Amnesty has determined that Israel's conduct amounts to genocide — a characterisation Israel strongly rejects — and says the campaign has continued " in breach of binding orders issued by the International Court of Justice", including through what it describes as continued attacks on the United Nations Relief and Works Agency for Palestine Refugees (UNRWA) and the banning of international aid organisations.
Separately, Amnesty said Israeli military, police and illegal settlers have "continued, if not, escalated" their violence against Palestinians in the occupied West Bank and East Jerusalem.
Israel says it minimises civilian casualties in Gaza by issuing warnings ahead of military operations.

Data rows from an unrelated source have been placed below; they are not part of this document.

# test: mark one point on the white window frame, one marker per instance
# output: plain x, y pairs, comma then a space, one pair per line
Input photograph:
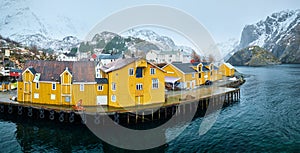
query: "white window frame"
113, 98
101, 88
129, 72
67, 99
139, 86
155, 84
52, 96
113, 86
152, 70
53, 86
81, 87
37, 85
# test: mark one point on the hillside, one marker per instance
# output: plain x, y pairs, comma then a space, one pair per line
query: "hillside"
279, 33
253, 56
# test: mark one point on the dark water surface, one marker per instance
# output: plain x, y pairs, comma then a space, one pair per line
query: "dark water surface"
267, 119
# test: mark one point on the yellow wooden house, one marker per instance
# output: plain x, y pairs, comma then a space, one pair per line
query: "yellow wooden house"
226, 69
61, 83
133, 81
184, 73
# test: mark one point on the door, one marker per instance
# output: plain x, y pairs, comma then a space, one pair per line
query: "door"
101, 100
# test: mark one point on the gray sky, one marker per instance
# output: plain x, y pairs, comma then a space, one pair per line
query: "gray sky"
224, 19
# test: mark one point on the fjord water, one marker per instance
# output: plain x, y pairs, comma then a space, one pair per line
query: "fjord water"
267, 118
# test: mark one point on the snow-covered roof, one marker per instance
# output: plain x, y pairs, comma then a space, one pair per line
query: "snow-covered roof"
171, 79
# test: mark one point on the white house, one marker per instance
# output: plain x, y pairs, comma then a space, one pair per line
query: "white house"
168, 56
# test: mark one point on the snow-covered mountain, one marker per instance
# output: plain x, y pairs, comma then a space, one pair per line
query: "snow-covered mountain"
226, 48
278, 33
162, 42
20, 23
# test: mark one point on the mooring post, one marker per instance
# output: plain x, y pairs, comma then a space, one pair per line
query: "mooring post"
207, 102
152, 114
159, 114
136, 117
166, 113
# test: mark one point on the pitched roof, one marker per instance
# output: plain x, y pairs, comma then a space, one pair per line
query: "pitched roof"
205, 69
184, 67
83, 71
101, 80
229, 65
122, 62
203, 63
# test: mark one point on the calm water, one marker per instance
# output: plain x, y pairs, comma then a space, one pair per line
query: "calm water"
267, 118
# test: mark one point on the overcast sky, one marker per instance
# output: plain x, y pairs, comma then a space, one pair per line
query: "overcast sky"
224, 19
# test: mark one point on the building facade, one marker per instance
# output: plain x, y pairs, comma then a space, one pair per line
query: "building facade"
60, 83
167, 56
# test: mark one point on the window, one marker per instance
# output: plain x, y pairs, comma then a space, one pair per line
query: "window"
81, 87
53, 86
37, 85
113, 86
36, 96
67, 99
154, 83
130, 71
52, 97
152, 71
113, 98
100, 88
139, 72
139, 86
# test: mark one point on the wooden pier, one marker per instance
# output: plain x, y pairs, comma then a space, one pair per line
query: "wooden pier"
179, 103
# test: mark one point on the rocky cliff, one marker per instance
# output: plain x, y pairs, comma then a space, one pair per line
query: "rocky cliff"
279, 33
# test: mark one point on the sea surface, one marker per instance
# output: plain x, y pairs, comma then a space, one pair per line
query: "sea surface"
266, 119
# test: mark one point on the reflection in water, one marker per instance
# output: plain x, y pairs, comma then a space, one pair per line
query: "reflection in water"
55, 137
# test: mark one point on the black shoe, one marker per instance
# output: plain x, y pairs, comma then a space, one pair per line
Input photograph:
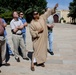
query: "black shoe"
7, 64
26, 58
32, 69
17, 59
51, 53
0, 65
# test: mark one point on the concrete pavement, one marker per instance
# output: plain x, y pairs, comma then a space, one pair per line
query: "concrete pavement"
62, 63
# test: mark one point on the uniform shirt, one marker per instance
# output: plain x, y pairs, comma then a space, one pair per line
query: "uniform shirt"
23, 21
5, 33
50, 21
15, 24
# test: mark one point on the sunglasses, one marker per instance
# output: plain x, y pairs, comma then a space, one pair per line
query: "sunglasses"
21, 14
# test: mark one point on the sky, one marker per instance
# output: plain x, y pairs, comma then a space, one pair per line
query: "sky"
63, 4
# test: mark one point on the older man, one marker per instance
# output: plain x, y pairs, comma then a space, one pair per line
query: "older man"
39, 33
16, 27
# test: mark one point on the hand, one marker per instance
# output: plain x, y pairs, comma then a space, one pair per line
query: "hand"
41, 30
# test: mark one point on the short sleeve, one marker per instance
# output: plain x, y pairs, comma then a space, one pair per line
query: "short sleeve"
21, 22
12, 25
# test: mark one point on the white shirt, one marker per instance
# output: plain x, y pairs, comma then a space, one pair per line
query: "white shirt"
50, 20
14, 24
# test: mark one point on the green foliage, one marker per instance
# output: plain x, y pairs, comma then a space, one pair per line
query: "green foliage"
72, 8
27, 6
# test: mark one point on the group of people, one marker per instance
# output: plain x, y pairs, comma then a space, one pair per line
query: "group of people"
40, 29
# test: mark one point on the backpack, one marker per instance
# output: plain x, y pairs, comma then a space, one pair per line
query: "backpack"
1, 28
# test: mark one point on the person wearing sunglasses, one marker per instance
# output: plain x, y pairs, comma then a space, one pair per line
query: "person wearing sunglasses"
21, 17
39, 33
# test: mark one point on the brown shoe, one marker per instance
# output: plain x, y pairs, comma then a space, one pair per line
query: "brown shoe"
32, 69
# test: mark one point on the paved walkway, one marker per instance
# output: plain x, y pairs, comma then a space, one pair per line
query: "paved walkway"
62, 63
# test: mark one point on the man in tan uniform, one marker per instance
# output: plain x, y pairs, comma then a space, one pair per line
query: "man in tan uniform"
16, 27
39, 33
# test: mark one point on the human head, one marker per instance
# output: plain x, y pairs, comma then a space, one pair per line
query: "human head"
15, 14
21, 14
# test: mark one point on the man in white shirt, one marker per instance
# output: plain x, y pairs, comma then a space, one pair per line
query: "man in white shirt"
50, 24
16, 27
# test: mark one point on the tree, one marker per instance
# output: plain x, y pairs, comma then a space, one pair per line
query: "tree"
27, 6
72, 8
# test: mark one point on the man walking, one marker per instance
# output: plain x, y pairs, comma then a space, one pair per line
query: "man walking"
21, 17
50, 24
16, 28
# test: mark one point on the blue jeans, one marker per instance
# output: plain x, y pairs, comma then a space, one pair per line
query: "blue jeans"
50, 39
24, 37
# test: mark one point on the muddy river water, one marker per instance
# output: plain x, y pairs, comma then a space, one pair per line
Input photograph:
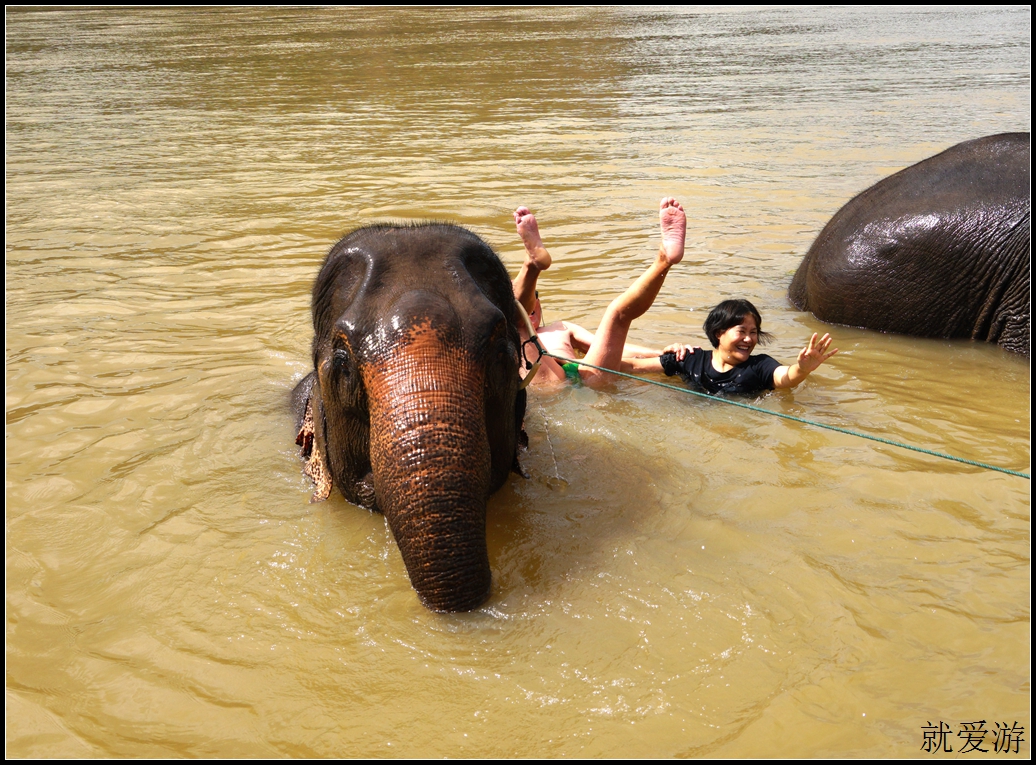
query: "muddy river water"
678, 576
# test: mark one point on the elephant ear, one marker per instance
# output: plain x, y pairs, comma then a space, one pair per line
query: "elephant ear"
312, 445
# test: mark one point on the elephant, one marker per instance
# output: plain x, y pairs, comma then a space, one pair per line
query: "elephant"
414, 406
940, 249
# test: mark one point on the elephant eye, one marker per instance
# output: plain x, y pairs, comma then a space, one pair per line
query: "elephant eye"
340, 360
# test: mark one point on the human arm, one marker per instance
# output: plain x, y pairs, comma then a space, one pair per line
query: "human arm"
810, 358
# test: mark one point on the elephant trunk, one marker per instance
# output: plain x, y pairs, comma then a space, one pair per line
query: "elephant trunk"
431, 462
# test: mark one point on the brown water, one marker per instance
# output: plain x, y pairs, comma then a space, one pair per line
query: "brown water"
679, 576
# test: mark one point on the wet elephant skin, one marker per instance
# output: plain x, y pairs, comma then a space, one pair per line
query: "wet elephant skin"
413, 406
940, 249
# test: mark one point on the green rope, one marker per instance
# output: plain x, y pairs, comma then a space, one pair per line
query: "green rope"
790, 417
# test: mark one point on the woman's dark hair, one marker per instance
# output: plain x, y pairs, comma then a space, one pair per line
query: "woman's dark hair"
731, 313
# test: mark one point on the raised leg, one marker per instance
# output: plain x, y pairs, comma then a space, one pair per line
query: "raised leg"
537, 258
606, 350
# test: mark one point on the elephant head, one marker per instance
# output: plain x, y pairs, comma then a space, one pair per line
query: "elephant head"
940, 249
413, 407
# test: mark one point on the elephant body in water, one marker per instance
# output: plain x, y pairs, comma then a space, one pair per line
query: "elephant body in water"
413, 407
940, 249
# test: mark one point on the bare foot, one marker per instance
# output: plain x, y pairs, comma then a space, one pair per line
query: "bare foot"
673, 222
536, 253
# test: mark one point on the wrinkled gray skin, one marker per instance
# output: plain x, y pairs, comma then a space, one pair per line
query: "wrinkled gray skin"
413, 406
940, 249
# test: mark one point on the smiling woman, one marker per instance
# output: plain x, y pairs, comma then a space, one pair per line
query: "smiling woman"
735, 328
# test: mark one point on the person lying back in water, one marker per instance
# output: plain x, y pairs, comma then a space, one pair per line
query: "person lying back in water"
607, 346
734, 328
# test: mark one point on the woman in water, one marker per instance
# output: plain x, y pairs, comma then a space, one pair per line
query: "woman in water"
734, 328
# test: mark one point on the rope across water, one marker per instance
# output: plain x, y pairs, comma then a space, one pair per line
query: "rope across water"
814, 424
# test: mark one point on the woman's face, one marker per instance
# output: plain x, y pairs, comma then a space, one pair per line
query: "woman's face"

It has also consistently denied war crime allegations, saying it does not deliberately target non-combatants and upholds international law.

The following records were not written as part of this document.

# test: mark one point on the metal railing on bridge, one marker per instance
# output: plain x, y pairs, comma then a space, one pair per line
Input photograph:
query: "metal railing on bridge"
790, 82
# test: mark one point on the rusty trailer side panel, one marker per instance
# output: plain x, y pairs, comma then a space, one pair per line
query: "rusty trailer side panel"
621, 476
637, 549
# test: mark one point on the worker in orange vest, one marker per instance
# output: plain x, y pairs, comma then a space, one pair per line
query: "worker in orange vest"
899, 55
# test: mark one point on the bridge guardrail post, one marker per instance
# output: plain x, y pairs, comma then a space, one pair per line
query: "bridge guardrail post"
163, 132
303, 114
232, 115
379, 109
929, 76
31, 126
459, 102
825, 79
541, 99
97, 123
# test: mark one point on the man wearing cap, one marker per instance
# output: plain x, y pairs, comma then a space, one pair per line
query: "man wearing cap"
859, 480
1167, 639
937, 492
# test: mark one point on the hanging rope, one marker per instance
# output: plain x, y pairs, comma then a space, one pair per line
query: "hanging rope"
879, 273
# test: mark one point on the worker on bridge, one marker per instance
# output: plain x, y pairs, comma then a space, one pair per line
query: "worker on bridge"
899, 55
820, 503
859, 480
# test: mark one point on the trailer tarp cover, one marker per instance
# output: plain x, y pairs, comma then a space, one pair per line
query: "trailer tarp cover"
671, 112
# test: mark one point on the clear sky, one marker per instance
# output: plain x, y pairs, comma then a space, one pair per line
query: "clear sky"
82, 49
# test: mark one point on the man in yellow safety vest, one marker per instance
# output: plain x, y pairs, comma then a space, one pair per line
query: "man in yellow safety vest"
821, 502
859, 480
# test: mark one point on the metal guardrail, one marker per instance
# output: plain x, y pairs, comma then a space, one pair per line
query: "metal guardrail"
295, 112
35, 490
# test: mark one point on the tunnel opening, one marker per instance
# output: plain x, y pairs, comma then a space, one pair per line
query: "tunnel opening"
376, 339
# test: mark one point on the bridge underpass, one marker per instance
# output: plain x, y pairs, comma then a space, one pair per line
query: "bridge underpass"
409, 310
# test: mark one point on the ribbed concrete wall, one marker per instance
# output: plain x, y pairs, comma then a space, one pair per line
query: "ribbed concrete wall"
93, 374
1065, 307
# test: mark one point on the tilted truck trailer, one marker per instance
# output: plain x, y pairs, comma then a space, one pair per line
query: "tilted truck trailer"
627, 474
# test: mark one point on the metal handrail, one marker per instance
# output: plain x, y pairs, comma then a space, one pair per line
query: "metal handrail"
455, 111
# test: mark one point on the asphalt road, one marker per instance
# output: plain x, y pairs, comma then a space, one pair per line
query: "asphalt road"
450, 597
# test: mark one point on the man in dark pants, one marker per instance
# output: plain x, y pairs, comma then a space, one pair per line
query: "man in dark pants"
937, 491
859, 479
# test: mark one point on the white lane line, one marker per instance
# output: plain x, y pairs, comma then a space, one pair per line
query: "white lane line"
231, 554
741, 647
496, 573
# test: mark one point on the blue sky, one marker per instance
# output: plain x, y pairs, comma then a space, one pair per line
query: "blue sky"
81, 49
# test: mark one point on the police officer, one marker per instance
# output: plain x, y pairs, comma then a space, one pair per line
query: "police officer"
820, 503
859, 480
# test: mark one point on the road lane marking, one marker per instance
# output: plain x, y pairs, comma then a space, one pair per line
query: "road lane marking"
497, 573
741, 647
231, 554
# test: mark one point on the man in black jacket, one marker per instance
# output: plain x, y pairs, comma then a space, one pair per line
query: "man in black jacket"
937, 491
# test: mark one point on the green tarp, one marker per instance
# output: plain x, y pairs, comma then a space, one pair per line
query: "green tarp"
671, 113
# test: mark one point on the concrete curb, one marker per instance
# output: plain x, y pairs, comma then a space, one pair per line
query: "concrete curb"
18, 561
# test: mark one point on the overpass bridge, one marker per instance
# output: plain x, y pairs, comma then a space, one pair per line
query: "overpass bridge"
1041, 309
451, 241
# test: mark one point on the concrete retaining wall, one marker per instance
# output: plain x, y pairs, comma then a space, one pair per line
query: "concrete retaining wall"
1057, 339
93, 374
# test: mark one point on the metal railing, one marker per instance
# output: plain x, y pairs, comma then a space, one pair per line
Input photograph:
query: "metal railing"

Israel rejected Amnesty's genocide accusation as a "fabricated report entirely false and based on lies" when the rights body released its determination in December 2024, denouncing the group at the time as a "fanatical organisation" whose report "failed to account for the operational realities" its military faced.

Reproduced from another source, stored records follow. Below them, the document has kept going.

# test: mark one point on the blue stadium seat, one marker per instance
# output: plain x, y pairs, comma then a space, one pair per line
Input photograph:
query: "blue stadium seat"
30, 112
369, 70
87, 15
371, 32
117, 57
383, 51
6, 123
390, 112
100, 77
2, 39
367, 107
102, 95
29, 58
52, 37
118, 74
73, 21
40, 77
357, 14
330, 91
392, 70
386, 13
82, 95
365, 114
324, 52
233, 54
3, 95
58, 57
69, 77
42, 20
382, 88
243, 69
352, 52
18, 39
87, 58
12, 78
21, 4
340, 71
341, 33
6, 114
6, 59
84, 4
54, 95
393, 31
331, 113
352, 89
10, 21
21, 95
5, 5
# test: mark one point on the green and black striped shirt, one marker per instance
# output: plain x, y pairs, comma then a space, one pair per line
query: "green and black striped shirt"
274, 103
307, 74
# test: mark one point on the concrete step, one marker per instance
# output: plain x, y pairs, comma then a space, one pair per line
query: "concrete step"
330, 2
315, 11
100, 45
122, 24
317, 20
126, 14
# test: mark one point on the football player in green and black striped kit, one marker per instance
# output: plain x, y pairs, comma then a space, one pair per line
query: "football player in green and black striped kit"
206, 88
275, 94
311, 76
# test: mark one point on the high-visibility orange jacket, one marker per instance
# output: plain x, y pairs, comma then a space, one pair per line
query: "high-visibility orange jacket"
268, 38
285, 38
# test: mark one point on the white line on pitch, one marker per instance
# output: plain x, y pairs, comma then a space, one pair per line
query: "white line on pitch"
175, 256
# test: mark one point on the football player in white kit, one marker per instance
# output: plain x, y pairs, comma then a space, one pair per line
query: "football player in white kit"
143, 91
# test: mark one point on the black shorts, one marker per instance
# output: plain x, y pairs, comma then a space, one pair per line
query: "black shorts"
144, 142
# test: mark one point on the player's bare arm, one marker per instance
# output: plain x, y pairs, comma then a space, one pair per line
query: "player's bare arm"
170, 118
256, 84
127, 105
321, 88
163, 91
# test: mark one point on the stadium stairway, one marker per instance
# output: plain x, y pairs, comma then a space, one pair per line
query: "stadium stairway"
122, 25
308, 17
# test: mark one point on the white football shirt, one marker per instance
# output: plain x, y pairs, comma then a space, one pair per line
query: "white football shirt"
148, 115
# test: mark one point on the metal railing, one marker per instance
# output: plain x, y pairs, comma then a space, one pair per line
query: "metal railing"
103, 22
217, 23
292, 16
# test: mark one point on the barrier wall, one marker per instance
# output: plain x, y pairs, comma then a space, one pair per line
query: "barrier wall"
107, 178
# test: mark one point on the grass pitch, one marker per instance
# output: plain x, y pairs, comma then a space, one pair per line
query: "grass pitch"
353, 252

In the occupied West Bank, Israeli ministers gathered on Sunday to celebrate the re-establishment of a settlement at Sa-Nur — evacuated under a 2005 disengagement plan — while the following day, a neighbouring Palestinian village received demolition orders for 15 shops.
Israel has approved 102 new settlements under the current government, an 80 per cent increase according to Israeli rights group Peace Now.
Since the start of 2026, at least 580 settler attacks against Palestinians have been recorded, with at least 1,800 people displaced as a result of violence and access restrictions, according to UN figures.
Human Rights Watch has described the intensifying violence and displacement of Palestinians in the West Bank as ethnic cleansing enabled by the Israeli state, a charge Israel rejects.
Israeli indictments of settler violence are rare, according to Israeli rights group Yesh Din.
A $71 billion question: who rebuilds and how?
With recovery and reconstruction needs sitting at over US$71 billion ($99.62 billion), the question of how — and by whom — Gaza is rebuilt has become as contested as the conflict itself.
The UN and EU believe reconstruction must be Palestinian-led and co-exist alongside a sustained ceasefire, unimpeded aid access, and a credible politcal pathway to Palestinian statehood.
But a rival framework is already taking shape.
The Board of Peace — a United States-led body proposed and chaired by President Donald Trump to oversee Gaza's reconstruction and governance — has been recognised by the UN Security Council, though many major powers have not joined.
But Amnesty's Duar is critical, labelling it a "plan without Palestinians" that he said denies "them any form of justice".
Trump's Gaza plan, to which Israel and Hamas agreed in October, sees Israeli troops withdrawing from Gaza and reconstruction starting as Hamas lays down its weapons.
The Board of Peace’s lead envoy for Gaza said on Monday that he was "fairly optimistic" a plan for disarmament of Hamas and other militant groups in Gaza can be agreed, but cautioned that it will still take time.
"We've had some very serious discussions with Hamas over the last few weeks, they're not easy," Nickolay Mladenov told Reuters.
"I'm fairly optimistic that we will be able to come up with an arrangement that works for all sides and, most importantly, works for the people in Gaza."
Meanwhile, the Financial Times is reporting that representatives of the Board have held talks with state-owned Dubai multinational DP World about managing supply chains and infrastructure projects in Gaza.
Citing three people familiar with the matter, the paper said the efforts would cover humanitarian aid and other goods entering Gaza, including warehousing, tracking systems and security.